Colombia’s President Juan Manuel Santos speaks during a presidential address in Bogota, Colombia, October 2, 2016. (Via Reuters)

Colombia’s President Juan Manuel Santos has announced the extension of a ceasefire with the main rebel group in the country in an attempt to save a peace deal that has been signed with the group but been rejected as too lenient by a narrow majority of Colombians in a referendum.

The Colombian government and the Revolutionary Armed Forces of Colombia (FARC) signed the historic peace deal on September 26, hoping to end more than five decades of an armed conflict in the country that has killed over 220,000 people.

The deal was astonishingly rejected, however, when Colombian voters struck it down in a referendum by a margin of merely 0.4 percent on Sunday.
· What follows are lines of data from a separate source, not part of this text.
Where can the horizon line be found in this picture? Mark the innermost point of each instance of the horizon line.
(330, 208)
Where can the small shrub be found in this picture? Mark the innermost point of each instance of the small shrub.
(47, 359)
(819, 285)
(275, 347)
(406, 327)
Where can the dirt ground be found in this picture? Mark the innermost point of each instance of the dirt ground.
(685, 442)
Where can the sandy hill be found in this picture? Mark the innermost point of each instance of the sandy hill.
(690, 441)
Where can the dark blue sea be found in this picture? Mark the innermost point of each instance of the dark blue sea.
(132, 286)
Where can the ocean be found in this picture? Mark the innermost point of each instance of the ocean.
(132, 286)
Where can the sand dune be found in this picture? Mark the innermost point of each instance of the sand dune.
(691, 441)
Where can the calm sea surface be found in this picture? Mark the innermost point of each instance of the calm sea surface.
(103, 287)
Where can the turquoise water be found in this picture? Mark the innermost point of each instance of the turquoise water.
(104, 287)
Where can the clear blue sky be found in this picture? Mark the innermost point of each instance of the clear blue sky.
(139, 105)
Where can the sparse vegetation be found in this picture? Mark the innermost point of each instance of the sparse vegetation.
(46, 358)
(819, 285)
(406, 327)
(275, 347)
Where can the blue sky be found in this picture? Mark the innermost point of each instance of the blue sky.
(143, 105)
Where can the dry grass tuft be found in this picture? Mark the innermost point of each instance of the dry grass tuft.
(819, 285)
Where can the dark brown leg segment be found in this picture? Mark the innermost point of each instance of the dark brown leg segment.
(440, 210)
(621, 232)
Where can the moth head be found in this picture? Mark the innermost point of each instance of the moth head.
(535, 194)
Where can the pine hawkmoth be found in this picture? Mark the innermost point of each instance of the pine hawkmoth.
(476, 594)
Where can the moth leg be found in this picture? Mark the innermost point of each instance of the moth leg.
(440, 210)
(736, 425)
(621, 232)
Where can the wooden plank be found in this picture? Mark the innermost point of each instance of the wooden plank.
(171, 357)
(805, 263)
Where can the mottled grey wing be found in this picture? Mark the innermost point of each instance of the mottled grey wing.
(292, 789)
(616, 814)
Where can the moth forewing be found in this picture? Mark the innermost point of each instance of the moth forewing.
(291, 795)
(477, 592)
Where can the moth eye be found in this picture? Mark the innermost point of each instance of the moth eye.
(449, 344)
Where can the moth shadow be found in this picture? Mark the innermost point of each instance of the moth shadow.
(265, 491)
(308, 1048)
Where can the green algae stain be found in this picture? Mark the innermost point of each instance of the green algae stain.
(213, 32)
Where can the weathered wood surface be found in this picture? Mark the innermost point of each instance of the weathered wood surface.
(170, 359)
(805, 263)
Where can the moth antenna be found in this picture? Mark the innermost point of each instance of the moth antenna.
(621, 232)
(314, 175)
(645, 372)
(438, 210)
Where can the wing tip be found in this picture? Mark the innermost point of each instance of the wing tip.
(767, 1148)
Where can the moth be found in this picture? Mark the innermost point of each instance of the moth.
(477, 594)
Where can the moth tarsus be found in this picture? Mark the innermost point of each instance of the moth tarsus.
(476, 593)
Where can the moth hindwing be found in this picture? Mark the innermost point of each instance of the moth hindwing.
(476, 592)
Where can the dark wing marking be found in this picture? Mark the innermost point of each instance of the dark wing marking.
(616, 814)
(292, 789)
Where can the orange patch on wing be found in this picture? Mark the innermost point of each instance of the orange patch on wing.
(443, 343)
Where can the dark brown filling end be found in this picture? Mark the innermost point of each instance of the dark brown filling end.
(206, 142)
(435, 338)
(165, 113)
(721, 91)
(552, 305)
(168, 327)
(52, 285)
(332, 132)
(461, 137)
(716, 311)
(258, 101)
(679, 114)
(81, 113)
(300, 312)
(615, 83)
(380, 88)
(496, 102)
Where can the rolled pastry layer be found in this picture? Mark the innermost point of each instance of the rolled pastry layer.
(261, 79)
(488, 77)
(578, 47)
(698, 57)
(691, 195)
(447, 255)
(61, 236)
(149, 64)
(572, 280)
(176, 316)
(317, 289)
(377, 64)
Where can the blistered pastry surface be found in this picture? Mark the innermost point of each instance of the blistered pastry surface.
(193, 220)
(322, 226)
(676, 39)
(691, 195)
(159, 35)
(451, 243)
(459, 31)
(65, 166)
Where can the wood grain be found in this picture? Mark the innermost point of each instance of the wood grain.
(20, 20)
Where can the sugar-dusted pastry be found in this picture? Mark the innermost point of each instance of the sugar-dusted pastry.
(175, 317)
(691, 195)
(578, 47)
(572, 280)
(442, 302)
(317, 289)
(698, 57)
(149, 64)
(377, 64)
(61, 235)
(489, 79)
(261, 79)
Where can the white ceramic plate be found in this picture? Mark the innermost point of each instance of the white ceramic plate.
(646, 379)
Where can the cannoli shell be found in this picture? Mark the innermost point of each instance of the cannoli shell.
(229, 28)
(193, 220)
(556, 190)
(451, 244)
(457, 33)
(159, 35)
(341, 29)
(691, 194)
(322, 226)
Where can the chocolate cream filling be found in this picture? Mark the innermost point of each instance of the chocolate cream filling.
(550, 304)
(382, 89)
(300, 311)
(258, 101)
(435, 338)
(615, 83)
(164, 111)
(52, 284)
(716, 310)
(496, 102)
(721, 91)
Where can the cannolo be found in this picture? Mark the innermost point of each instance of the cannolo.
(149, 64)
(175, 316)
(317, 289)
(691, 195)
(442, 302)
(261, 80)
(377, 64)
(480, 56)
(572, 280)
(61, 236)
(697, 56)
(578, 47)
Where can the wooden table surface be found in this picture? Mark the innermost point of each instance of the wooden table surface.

Speaking on Tuesday, President Santos, whose government has put a lot of effort into the peace process with FARC, said, “A bilateral and definite ceasefire has been set up with the FARC until October 31. I hope we can advance in the accords, in the talks, so that we can finalize the arrangements and agreements that will allow us to end this conflict.”

Under the deal, the ceasefire would have been permanent.

Colombian government negotiators have meanwhile returned to the Cuban capital, Havana — where original negotiations on the deal were held — to assess whether the rebels are open to applying modifications to the deal in order to make it acceptable to opponents.

“Time is very important. We can’t prolong this process and this dialogue for a long time because we’re in a gray zone, a sort of limbo’ that is risky and can wash away the entire process,” Santos said.

Opposing peace

Santos also held a telephone conversation with former president Alvaro Uribe — who led the opposition to the deal — on Tuesday and the two agreed to meet on Wednesday at the presidential palace to discuss a way forward on the issue.

Uribe has described the government agreement with FARC as being too soft on the rebels.

After the rejection of the deal in the referendum, FARC leaders said they had no intention of resuming war but also rejected the “no” vote as nonbinding.

Meanwhile, Colombian Foreign Minister Maria Angela Holguin said it would be up to the rebels whether to agree to renegotiate the provisions of the deal.

University students and the supporters of a peace deal signed with FARC rebels protest with a sign reading “Stop War” in front of the Congress in Bogota, Colombia, October 3, 2016. (Photo by AFP)

On Monday, hundreds of students took to the streets in the capital, Bogota, to express their dissatisfaction with the result of the referendum. They chanted slogans in support of the deal and slammed its critics, particularly Uribe.

Under the original deal, the government would have been obliged to engage in an aggressive land reform, overhaul its anti-narcotics policies, and undertake development programs in neglected rural regions. The FARC would have also been incorporated into the political scene in the country.

In return, FARC would have helped dismantle drug plantation and trafficking and withdrawn its 7,000 fighters from their jungle and mountain hideouts and relocated them into UN disarmament camps.